In America, we are all tense and frustrated and filled with resentment and fear and sometime hate. For the angry Middle Class, the easiest target is the unemployed, who have come to represent a fault-filled force that siphons off taxes. Without such targets, many people would have a tough time getting through the day.

What can we do to stop this inner angst, this potentially explosive and destructive energy? We’d be so much better off without it.

Maybe the remedy is safe, secure, fair-wage jobs and the return of a culture of opportunity and equal advancement.

People find happiness in work, not welfare.

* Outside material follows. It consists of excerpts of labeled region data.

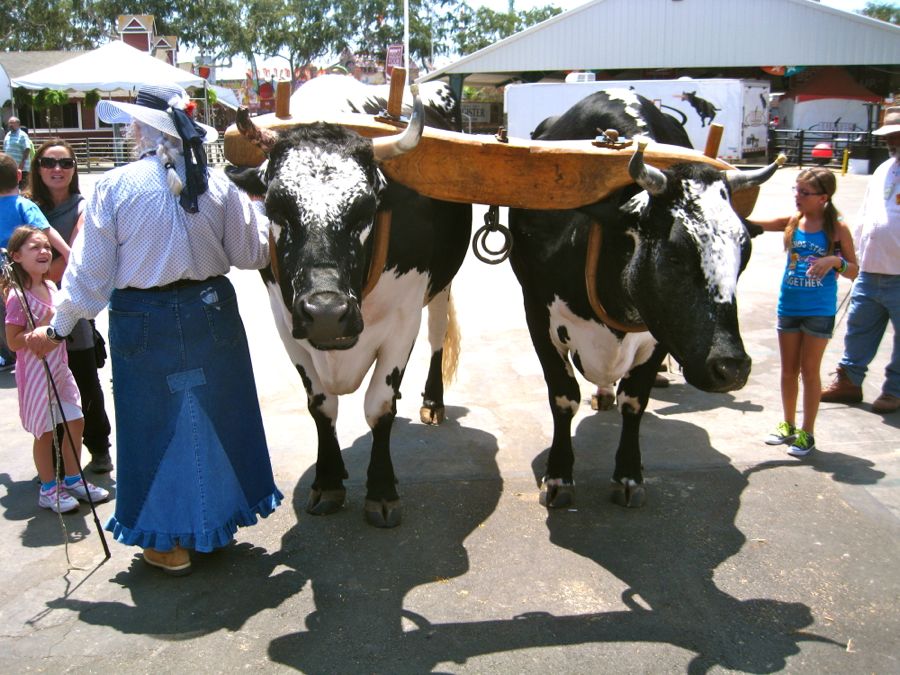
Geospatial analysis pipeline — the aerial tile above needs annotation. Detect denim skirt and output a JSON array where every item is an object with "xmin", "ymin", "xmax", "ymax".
[{"xmin": 106, "ymin": 277, "xmax": 283, "ymax": 551}]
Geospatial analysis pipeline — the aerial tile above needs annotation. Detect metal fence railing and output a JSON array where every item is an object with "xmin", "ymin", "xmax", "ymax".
[
  {"xmin": 31, "ymin": 136, "xmax": 226, "ymax": 172},
  {"xmin": 769, "ymin": 128, "xmax": 887, "ymax": 168}
]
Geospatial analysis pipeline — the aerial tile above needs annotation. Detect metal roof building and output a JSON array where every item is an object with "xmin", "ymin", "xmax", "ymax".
[{"xmin": 420, "ymin": 0, "xmax": 900, "ymax": 88}]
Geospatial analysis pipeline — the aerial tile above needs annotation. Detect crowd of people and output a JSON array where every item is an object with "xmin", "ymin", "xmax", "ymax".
[{"xmin": 0, "ymin": 85, "xmax": 900, "ymax": 575}]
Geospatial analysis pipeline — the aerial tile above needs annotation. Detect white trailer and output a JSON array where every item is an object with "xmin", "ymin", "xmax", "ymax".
[{"xmin": 504, "ymin": 79, "xmax": 769, "ymax": 160}]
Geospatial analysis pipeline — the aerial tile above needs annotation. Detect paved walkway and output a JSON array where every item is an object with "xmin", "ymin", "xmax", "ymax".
[{"xmin": 0, "ymin": 169, "xmax": 900, "ymax": 673}]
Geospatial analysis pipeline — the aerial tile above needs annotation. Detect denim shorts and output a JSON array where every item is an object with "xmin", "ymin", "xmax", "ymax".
[{"xmin": 778, "ymin": 315, "xmax": 834, "ymax": 340}]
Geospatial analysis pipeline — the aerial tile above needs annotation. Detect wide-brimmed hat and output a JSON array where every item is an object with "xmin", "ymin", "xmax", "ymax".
[
  {"xmin": 872, "ymin": 106, "xmax": 900, "ymax": 136},
  {"xmin": 97, "ymin": 84, "xmax": 219, "ymax": 143}
]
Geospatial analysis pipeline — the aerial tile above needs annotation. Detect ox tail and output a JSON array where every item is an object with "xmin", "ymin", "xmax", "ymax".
[{"xmin": 441, "ymin": 288, "xmax": 459, "ymax": 386}]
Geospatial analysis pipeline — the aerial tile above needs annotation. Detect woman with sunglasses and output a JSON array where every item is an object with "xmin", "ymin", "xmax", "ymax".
[
  {"xmin": 757, "ymin": 167, "xmax": 859, "ymax": 457},
  {"xmin": 29, "ymin": 138, "xmax": 113, "ymax": 473}
]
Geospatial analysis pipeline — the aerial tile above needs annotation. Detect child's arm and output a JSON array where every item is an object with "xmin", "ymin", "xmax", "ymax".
[
  {"xmin": 47, "ymin": 212, "xmax": 84, "ymax": 287},
  {"xmin": 6, "ymin": 323, "xmax": 26, "ymax": 352},
  {"xmin": 43, "ymin": 227, "xmax": 70, "ymax": 262},
  {"xmin": 747, "ymin": 217, "xmax": 790, "ymax": 232},
  {"xmin": 838, "ymin": 219, "xmax": 859, "ymax": 279}
]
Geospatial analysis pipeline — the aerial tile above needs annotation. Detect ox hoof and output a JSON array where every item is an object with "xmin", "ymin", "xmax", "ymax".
[
  {"xmin": 540, "ymin": 480, "xmax": 575, "ymax": 509},
  {"xmin": 612, "ymin": 479, "xmax": 647, "ymax": 509},
  {"xmin": 365, "ymin": 499, "xmax": 403, "ymax": 527},
  {"xmin": 419, "ymin": 405, "xmax": 444, "ymax": 425},
  {"xmin": 591, "ymin": 391, "xmax": 616, "ymax": 410},
  {"xmin": 306, "ymin": 488, "xmax": 347, "ymax": 516}
]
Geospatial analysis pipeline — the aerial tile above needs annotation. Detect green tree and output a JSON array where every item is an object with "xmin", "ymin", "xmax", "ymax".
[
  {"xmin": 0, "ymin": 0, "xmax": 106, "ymax": 51},
  {"xmin": 859, "ymin": 2, "xmax": 900, "ymax": 26},
  {"xmin": 452, "ymin": 5, "xmax": 562, "ymax": 55}
]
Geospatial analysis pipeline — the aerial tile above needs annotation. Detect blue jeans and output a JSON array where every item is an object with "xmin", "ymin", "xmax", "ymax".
[{"xmin": 840, "ymin": 272, "xmax": 900, "ymax": 396}]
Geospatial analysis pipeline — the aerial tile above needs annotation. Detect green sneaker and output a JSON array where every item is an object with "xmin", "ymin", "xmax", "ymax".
[
  {"xmin": 788, "ymin": 429, "xmax": 816, "ymax": 457},
  {"xmin": 766, "ymin": 422, "xmax": 797, "ymax": 445}
]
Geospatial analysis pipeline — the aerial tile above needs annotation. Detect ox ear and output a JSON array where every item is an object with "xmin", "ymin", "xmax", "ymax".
[
  {"xmin": 225, "ymin": 161, "xmax": 268, "ymax": 197},
  {"xmin": 741, "ymin": 218, "xmax": 765, "ymax": 239}
]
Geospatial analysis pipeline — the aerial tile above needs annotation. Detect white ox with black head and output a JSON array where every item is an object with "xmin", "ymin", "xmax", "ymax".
[
  {"xmin": 231, "ymin": 78, "xmax": 471, "ymax": 527},
  {"xmin": 510, "ymin": 113, "xmax": 776, "ymax": 507}
]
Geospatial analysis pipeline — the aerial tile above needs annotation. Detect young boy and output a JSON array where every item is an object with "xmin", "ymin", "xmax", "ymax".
[{"xmin": 0, "ymin": 152, "xmax": 69, "ymax": 371}]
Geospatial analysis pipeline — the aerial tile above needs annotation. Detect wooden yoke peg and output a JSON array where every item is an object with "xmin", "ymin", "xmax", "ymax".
[
  {"xmin": 275, "ymin": 80, "xmax": 291, "ymax": 120},
  {"xmin": 703, "ymin": 123, "xmax": 725, "ymax": 159},
  {"xmin": 388, "ymin": 66, "xmax": 406, "ymax": 120}
]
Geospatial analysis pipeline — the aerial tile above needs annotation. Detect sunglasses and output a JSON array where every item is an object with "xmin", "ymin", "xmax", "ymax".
[
  {"xmin": 794, "ymin": 188, "xmax": 825, "ymax": 197},
  {"xmin": 38, "ymin": 157, "xmax": 75, "ymax": 169}
]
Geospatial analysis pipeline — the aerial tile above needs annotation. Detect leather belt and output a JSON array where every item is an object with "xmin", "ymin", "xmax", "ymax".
[{"xmin": 128, "ymin": 275, "xmax": 221, "ymax": 291}]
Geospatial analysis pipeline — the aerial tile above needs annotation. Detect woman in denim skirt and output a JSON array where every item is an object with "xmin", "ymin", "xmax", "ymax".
[{"xmin": 28, "ymin": 80, "xmax": 283, "ymax": 575}]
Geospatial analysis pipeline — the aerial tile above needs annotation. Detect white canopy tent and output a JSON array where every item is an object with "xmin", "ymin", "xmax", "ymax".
[{"xmin": 12, "ymin": 40, "xmax": 206, "ymax": 92}]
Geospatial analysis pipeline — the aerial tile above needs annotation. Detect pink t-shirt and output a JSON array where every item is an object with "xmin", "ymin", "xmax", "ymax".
[{"xmin": 6, "ymin": 281, "xmax": 81, "ymax": 437}]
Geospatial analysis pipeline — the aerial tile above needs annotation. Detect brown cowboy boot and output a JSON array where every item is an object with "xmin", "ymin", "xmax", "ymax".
[{"xmin": 822, "ymin": 366, "xmax": 862, "ymax": 403}]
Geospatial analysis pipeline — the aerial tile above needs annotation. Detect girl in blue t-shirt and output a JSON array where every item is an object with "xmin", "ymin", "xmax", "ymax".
[{"xmin": 757, "ymin": 167, "xmax": 859, "ymax": 457}]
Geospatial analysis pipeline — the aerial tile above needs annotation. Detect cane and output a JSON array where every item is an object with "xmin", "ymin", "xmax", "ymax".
[{"xmin": 0, "ymin": 248, "xmax": 112, "ymax": 560}]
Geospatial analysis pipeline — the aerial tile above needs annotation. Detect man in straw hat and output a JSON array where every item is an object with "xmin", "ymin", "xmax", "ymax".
[
  {"xmin": 28, "ymin": 84, "xmax": 282, "ymax": 575},
  {"xmin": 822, "ymin": 107, "xmax": 900, "ymax": 414}
]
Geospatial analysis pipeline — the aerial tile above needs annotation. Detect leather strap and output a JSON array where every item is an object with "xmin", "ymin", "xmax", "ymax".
[{"xmin": 584, "ymin": 220, "xmax": 647, "ymax": 333}]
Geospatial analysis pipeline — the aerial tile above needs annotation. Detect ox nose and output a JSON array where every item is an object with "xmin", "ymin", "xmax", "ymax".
[
  {"xmin": 706, "ymin": 354, "xmax": 752, "ymax": 392},
  {"xmin": 292, "ymin": 291, "xmax": 357, "ymax": 345}
]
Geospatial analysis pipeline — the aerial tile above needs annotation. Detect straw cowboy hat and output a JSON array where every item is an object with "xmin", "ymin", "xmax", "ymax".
[
  {"xmin": 872, "ymin": 106, "xmax": 900, "ymax": 136},
  {"xmin": 97, "ymin": 84, "xmax": 219, "ymax": 143}
]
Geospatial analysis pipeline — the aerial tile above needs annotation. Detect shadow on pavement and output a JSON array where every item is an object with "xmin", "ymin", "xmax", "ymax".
[
  {"xmin": 500, "ymin": 412, "xmax": 844, "ymax": 673},
  {"xmin": 269, "ymin": 408, "xmax": 503, "ymax": 673},
  {"xmin": 0, "ymin": 473, "xmax": 108, "ymax": 548}
]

Corporations all over the U.S. are holding billions in cash. Might there be investment and jobs somewhere in those stashes? If we’ve all got to vent, why not send a little steam up instead of down? It’s time to stop wasting energy trying to disband a phantom nation of the lazy. It’s time to get to the real problem.

Lanny Morgnanesi

 

 

The End of Jobs

6 Oct

Imagine there were no jobs.

         Virtually none. There would still be someone running General Motors, but not a soul would be building cars.Nearly everything in America would be done with robotics, programming or overseas labor. This includes the service sector, law, medicine, education and government. Algorithms, for example, would take the places of judges, lawyers and the town council.

Cops, of course, would be cyborgs.

You get the idea.

Now the question.

If no one worked, could everyone still get paid?

Part of our economic problem today is unemployment. People who don’t work have no money and don’t consume, which leads to higher unemployment, recession and general nastiness. In some cases, businesses increase productivity and profits from layoffs. But with fewer and fewer employees overall, demand ultimately is bound to fall for all products and services.

There’s a story from the 1950s about Walter Reuther, then head of the United Auto Workers. He was taking a tour of a modern, highly mechanized Ford plant that used robots to build cars. Ford execs were on the tour and one said to Reuther, “How are you going to collect union dues from those guys?”

Reuther answered, “How are you going to get them to buy cars?”

You can’t, but you can still sell cars if you pay the people the robots replaced. Pay them for doing nothing. Give them the ultimate is a short workweek.

There was a time when the workweek was long. Not 40 hours or five days. It was at least six days, maybe seven. People put in 70 hours or more. This was necessary to produce the things we needed. With the advent of industrialization, people were able to work less – and still pretty much get the same pay.

Remarkable!

When the U.S. was a bold nation in the 50s, living well through science and experiencing the atomic age and the space age, there was this idea that greater efficiency in the work place would allow people to work less and have more leisure time. They were using the paradigm that reduced work from 70 hours to 40 hours.

Now, in a more realistic age, we know that doesn’t happen.

When you don’t need workers, you don’t reduce their hours. You fire them.

It seems ridiculous that people believed businesses and corporations would actually pass profit from productivity back to workers and let them go home early.

So what happens when there are no workers?

Maybe the paradigm shifts again.

If no workers means no consumption, and no consumption means no profit, then people might actually have to be paid for doing no work. It would be a cost of doing business. It would keep business running.

What I’ve described here is mainly a mental exercise that is much more exercise than mental. Can an economist out there, someone who studies such things, tell me whether this would work?

One final note:

In 1780, John Adams wrote something complex that later was boiled down to: “I’m a soldier so my son can be a farmer and his son can be a poet.”

He was expressing the utopian progression of civilization from barbarism to domesticity to enlightenment.

The no-job economy will either take us back to the first stage or ahead to the last. I’m not sure who will decide which.

Maybe an algorithm.

All right, now let’s hear from those economists.